Swinson sighed. "Then you’re all fools."
He glanced down at Delaney.
She looked so pale that his stomach clenched. "When is she supposed to wake up?"
"When her body is ready."
"Will she wake before she leaves in the morning?"
"We don’t know. From what we do know, her helicopter landed hard. So far she’s not showing any swelling on the brain, but it is a possibility."
"Can I stay here with her?"
"If it’s all right with your commanding officer, you can stay all night. I’ll get a chair, but it won’t be comfortable."
"I don’t need comfort." He needed Delaney to wake up so that he could tell her.
Tell her what? That he loved her? That she couldn’t marry Reaper and that he couldn’t live without her?
Maybe it was just as well Delaney slept through the night. By morning when the medevac folks came, she hadn’t come to.
When they moved her to the transport stretcher, she stirred. "Tuck?"
He was there, holding her hand. "I’m here," he reassured her, walking with the team of medical personnel carrying her to the ambulance that would take her to the air
field.
"You’re okay." Her eyelids drifted closed as if they were too heavy to hold open.
"Yes, I am."
A smile tipped the corners of her lips.
Then she whispered so softly he had to bend close to hear. "I love you." He pressed a kiss to her lips and before he could do more, they loaded her into a helicopter bound for Bagram, then Landstuhl, and ultimately back to Bethesda where she’d be reunited with Reaper, her fiancé.
As the helicopter lifted from the ground, Tuck felt as if his heart had been ripped from his chest. He couldn’t stand by and watch his best friend marry the woman he loved, and he couldn’t bust them up. Not when his friend had lost so much. Torn so completely, he could lie around and wallow in his self-pity, which was not something he tolerated in others, or he could do something to take his mind off his troubles.
Tuck marched to his commander’s tent, still wearing the black combat uniform of the night before, dusty, dirty and probably smelling like a wet dog.
"Tuck, how’s the chopper pilot?" Commander Janek settled a cap over his head and stepped outside into the morning heat.
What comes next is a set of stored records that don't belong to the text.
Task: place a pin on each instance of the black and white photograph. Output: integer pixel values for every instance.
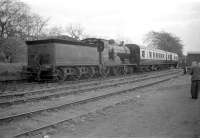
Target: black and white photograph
(99, 68)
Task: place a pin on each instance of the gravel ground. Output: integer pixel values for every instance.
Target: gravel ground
(161, 111)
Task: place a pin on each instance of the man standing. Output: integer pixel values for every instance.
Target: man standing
(195, 80)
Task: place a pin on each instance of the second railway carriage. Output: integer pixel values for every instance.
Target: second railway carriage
(151, 59)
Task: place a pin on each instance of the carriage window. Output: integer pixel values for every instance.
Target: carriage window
(150, 54)
(143, 53)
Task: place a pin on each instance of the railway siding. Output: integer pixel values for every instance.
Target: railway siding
(41, 119)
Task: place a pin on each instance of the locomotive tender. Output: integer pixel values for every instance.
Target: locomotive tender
(66, 59)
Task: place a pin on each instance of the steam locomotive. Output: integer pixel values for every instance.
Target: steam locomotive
(67, 59)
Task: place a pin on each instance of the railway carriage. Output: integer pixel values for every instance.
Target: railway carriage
(151, 59)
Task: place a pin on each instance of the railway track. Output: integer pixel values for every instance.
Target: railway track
(89, 95)
(23, 87)
(11, 99)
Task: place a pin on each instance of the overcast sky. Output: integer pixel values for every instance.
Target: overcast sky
(129, 19)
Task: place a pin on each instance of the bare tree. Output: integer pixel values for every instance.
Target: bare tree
(164, 41)
(17, 20)
(75, 31)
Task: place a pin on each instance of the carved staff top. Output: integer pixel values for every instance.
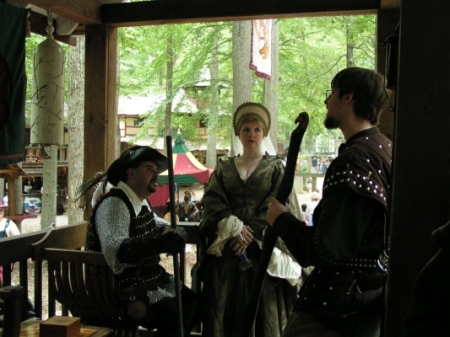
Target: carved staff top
(270, 236)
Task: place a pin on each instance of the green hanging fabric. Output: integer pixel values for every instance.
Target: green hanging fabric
(13, 23)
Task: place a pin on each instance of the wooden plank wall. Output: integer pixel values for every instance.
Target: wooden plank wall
(421, 180)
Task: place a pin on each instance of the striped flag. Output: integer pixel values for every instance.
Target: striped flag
(261, 61)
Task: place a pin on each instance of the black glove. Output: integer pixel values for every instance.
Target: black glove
(182, 232)
(172, 242)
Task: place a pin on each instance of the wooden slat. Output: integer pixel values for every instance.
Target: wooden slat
(84, 12)
(189, 11)
(68, 237)
(18, 248)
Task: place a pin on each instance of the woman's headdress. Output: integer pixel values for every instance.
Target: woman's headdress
(249, 111)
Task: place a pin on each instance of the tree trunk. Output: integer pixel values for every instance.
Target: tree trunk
(169, 88)
(76, 129)
(211, 153)
(350, 42)
(242, 76)
(271, 87)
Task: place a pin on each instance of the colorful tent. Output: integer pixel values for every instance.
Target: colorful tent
(187, 169)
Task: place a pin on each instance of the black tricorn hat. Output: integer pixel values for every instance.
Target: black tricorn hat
(132, 157)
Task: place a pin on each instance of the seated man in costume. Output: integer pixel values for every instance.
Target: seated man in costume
(124, 227)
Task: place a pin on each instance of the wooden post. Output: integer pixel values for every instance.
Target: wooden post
(421, 182)
(100, 131)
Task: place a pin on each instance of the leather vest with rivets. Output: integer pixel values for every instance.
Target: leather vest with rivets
(364, 165)
(148, 270)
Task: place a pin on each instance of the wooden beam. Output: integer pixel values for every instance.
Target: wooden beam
(38, 25)
(100, 129)
(390, 4)
(85, 12)
(190, 11)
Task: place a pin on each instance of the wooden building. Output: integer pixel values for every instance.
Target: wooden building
(419, 127)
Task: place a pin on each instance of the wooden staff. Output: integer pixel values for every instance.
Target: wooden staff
(270, 236)
(173, 223)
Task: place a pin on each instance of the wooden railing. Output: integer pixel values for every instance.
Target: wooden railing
(18, 249)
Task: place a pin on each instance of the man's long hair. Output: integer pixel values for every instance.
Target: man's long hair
(367, 87)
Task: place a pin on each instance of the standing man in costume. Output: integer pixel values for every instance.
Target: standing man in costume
(126, 230)
(343, 294)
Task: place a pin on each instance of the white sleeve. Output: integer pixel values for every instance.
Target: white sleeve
(227, 228)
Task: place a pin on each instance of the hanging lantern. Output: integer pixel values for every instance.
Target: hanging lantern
(47, 108)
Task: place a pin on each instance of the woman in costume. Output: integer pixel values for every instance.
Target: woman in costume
(235, 206)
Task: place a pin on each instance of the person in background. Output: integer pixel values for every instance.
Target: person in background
(125, 229)
(343, 295)
(27, 187)
(7, 228)
(315, 197)
(304, 216)
(187, 210)
(235, 206)
(314, 164)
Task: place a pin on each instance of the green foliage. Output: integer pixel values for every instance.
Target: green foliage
(312, 51)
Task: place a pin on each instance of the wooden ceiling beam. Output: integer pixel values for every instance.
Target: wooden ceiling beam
(190, 11)
(86, 12)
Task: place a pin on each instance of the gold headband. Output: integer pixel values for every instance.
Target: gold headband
(248, 111)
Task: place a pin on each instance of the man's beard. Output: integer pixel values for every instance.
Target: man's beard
(331, 123)
(151, 188)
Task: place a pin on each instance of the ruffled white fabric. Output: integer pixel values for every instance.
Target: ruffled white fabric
(227, 228)
(283, 266)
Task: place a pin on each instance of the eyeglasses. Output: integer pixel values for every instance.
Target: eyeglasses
(329, 92)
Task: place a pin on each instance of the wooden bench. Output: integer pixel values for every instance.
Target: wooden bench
(17, 249)
(81, 281)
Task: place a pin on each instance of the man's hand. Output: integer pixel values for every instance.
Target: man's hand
(274, 210)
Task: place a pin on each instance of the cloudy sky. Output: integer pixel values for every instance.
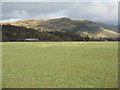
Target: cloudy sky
(98, 11)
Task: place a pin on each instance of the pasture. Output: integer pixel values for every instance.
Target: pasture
(60, 65)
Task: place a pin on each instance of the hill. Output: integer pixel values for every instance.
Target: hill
(59, 28)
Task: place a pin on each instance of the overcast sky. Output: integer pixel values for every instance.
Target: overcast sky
(105, 12)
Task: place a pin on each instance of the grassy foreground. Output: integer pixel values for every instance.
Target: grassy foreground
(60, 64)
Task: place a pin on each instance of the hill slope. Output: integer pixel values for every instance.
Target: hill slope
(82, 27)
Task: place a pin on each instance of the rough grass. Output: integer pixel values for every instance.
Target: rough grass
(60, 65)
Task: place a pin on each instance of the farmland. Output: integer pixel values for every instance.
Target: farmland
(60, 65)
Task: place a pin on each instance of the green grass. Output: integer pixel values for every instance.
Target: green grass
(60, 65)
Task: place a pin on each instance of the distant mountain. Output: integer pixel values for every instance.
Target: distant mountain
(81, 27)
(109, 27)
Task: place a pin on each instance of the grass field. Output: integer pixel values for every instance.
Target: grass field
(60, 64)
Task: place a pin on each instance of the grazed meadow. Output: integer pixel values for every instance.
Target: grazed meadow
(60, 64)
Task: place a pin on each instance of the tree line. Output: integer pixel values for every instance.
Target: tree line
(15, 33)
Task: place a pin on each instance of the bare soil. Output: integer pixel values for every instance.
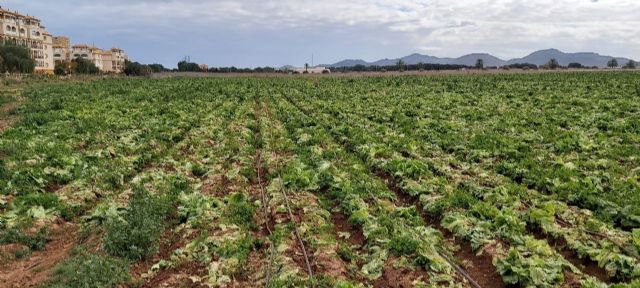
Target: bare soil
(38, 267)
(587, 266)
(479, 267)
(341, 224)
(399, 277)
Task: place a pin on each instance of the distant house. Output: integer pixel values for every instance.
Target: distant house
(312, 70)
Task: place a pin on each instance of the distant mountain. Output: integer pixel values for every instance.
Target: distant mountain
(539, 58)
(585, 58)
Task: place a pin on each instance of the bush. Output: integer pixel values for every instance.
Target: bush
(136, 235)
(85, 269)
(239, 210)
(34, 242)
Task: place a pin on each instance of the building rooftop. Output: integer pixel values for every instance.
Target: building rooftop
(15, 13)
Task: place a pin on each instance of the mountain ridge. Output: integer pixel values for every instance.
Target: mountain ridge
(539, 58)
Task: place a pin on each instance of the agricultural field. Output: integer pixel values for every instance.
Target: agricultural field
(501, 180)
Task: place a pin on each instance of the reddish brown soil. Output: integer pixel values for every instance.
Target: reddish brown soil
(37, 268)
(479, 267)
(295, 252)
(587, 266)
(178, 277)
(169, 242)
(341, 224)
(399, 277)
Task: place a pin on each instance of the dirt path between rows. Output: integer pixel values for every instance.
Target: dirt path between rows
(6, 119)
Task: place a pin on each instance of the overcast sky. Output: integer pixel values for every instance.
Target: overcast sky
(278, 32)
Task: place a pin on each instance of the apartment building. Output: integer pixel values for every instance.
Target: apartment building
(112, 60)
(47, 50)
(61, 49)
(27, 31)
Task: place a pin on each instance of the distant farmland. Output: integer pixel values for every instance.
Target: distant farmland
(491, 180)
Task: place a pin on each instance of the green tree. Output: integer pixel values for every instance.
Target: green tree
(631, 65)
(553, 64)
(136, 69)
(157, 68)
(185, 66)
(400, 64)
(576, 65)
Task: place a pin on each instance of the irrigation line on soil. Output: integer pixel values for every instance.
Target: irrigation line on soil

"On her way to the States. She’ll live." With Reaper. Tuck’s fists clenched and his heart squeezed so tightly in his chest he thought he was having a heart attack. "I want to go after the Taliban informer who set us up last night and the mission that cost Reaper his arm."
His commander stood still, staring into Tuck’s face. "What have you heard?"
"I understand intel got a lead on him."
Janek nodded. "I’m assembling a team today."
"I want in on it."
The skipper’s brows knitted. "Are you sure you’re up to the task?"
Straightening his shoulders, Tuck stood tall. "Always."
"We’ll talk after you’ve had a shower. You stink." Janek turned toward the mess tent, hesitated, and turned back. "This mission will be the most dangerous one you’ve ever been on. It will require living in the worst conditions for long periods of time and being cut off from civilization for weeks."
Perfect. He wouldn’t be around for Reaper and Delaney’s wedding. "The longer the better."